Hormis leur ancienneté, ces Papyrus de la mer Rouge, ainsi qu’on les appelle, se distinguent par leur contenu. En effet, ceux-ci révèlent non seulement le lointain passé de port animé du ouadi el-Jarf, mais ils contiennent également les récits d’un homme répondant au nom de Merer qui prit part en son temps à la construction de la pyramide de Khéops.

Les pyramides de Gizeh figurent au rang des plus grandes prouesses architecturales de l’Histoire. Le tombeau de Khéphren, au centre, est aujourd’hui encore paré de certains de ses blocs de calcaire originels.

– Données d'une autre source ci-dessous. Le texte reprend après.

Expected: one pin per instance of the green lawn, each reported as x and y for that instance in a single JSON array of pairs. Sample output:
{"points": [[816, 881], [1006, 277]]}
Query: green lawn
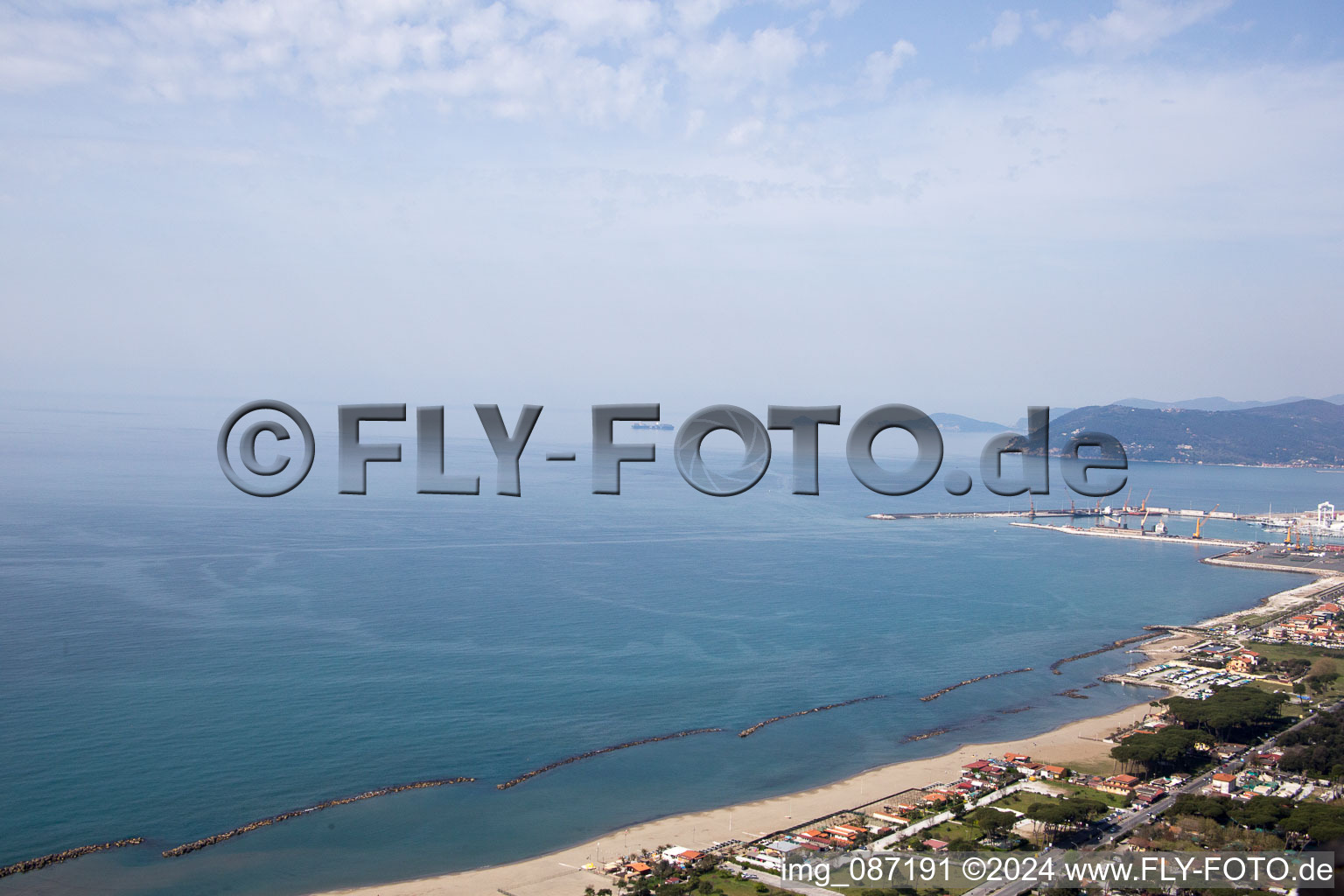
{"points": [[1276, 652], [949, 830], [1020, 801], [1088, 793]]}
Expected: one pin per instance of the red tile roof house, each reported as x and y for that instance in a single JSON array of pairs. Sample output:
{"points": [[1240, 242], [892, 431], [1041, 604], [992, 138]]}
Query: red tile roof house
{"points": [[1148, 794]]}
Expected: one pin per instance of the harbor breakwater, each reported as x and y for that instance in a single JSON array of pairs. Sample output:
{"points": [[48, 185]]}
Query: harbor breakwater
{"points": [[747, 732], [1113, 645], [32, 864], [66, 855], [263, 822], [970, 682], [581, 757]]}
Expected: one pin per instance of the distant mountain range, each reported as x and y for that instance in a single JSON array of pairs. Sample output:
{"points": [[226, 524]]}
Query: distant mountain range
{"points": [[1289, 433], [1216, 403], [958, 424]]}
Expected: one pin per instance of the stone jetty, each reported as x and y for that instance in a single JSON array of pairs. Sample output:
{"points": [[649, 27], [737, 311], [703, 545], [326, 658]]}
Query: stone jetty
{"points": [[1113, 645], [759, 725], [970, 682], [273, 820], [66, 855]]}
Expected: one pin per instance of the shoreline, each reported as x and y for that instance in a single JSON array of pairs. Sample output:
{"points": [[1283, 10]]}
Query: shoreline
{"points": [[562, 872]]}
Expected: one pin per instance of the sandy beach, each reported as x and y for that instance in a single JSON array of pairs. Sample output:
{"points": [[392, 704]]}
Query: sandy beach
{"points": [[562, 873]]}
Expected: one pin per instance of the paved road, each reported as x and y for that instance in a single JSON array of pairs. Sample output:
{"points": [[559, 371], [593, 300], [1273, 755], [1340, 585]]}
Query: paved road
{"points": [[1141, 817]]}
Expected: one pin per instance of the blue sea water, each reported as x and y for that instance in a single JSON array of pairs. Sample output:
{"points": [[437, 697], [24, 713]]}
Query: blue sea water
{"points": [[178, 659]]}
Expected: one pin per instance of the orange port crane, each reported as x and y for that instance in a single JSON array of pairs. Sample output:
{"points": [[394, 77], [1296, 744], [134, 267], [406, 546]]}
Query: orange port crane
{"points": [[1199, 522]]}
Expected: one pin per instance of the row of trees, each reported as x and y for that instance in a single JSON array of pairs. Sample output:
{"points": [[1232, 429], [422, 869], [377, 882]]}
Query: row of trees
{"points": [[1319, 821]]}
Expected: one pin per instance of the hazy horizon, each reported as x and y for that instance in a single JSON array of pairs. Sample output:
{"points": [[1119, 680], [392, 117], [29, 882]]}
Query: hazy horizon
{"points": [[690, 203]]}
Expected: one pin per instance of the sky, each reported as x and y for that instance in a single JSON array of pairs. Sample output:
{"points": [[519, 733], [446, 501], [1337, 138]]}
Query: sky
{"points": [[970, 208]]}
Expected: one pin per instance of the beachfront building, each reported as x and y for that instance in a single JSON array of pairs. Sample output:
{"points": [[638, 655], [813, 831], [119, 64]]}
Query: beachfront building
{"points": [[1118, 785]]}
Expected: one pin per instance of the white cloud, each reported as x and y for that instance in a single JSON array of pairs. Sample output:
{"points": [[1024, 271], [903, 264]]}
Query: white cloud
{"points": [[599, 60], [1007, 30], [880, 67], [732, 65], [1138, 25]]}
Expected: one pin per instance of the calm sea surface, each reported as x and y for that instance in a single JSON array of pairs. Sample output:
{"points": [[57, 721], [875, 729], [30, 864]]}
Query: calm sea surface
{"points": [[178, 659]]}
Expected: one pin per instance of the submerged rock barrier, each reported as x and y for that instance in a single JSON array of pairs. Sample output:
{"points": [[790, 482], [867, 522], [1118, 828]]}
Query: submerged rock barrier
{"points": [[66, 855], [970, 682], [759, 725], [581, 757], [262, 822], [1113, 645], [925, 735]]}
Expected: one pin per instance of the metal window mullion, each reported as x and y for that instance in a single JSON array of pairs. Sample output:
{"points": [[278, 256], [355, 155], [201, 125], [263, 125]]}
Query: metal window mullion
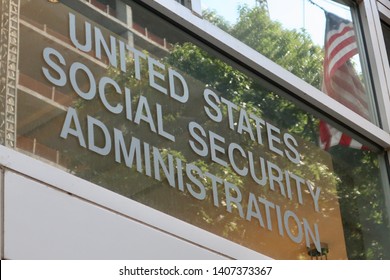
{"points": [[378, 59]]}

PHOTOGRAPHIE DE René Mattes, Gtres

Le site du ouadi el-Jarf fut découvert en 1823 par un voyageur et antiquaire anglais, John Gardner Wilkinson, qui croyait avoir affaire aux ruines d’une nécropole gréco-romaine. Dans les années 1950, deux pilotes français férus d’archéologie, François Bissey et René Chabot-Morisseau, découvrirent de nouveau le site par hasard. Ils émirent alors l’hypothèse qu’il ait pu autrefois s’agir d’un centre de production du métal. Mais la crise du canal de Suez, survenue en 1956, retarda leurs fouilles.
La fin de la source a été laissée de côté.